A foreign-owned company operating in Ukraine receives a tax audit notice shortly after filing its annual corporate income tax return. The auditors question whether the group's regional management functions create a postійне представництво (permanent establishment) under Ukrainian tax legislation – a finding that would trigger back-taxes, penalties, and interest stretching back several years. Without specialist counsel already in place, the window to prepare a credible response closes faster than most boards anticipate.

Tax law in Ukraine governs the taxation of corporate profits, cross-border payments, and foreign investor activities through a unified tax code that combines domestic rules with an extensive network of bilateral tax treaties. International businesses must identify their tax residency position and establish whether group activities create a taxable presence before the first transaction occurs. Non-compliance is assessed with interest accruing from the original due date, making early structuring decisions critical.

This page covers the principal tax instruments available to international businesses in Ukraine, the practical procedures for compliance and dispute resolution. The most common pitfalls for foreign investors. Additionally, the cross-border considerations that arise at the intersection of Ukrainian, Russian, and EU tax rules.

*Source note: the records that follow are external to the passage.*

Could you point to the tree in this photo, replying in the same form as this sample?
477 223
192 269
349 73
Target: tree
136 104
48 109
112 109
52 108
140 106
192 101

The Ukrainian tax environment for international business

Ukraine operates a comprehensive tax code that has undergone substantial reform since 2010 and continues to evolve under the pressure of wartime fiscal needs and EU approximation commitments. The tax authority – the Державна податкова служба (State Tax Service of Ukraine) – administers corporate income tax, value-added tax, personal income tax, and a range of special levies. For international investors, the interaction between domestic tax legislation and treaty obligations is the starting point for any structuring exercise.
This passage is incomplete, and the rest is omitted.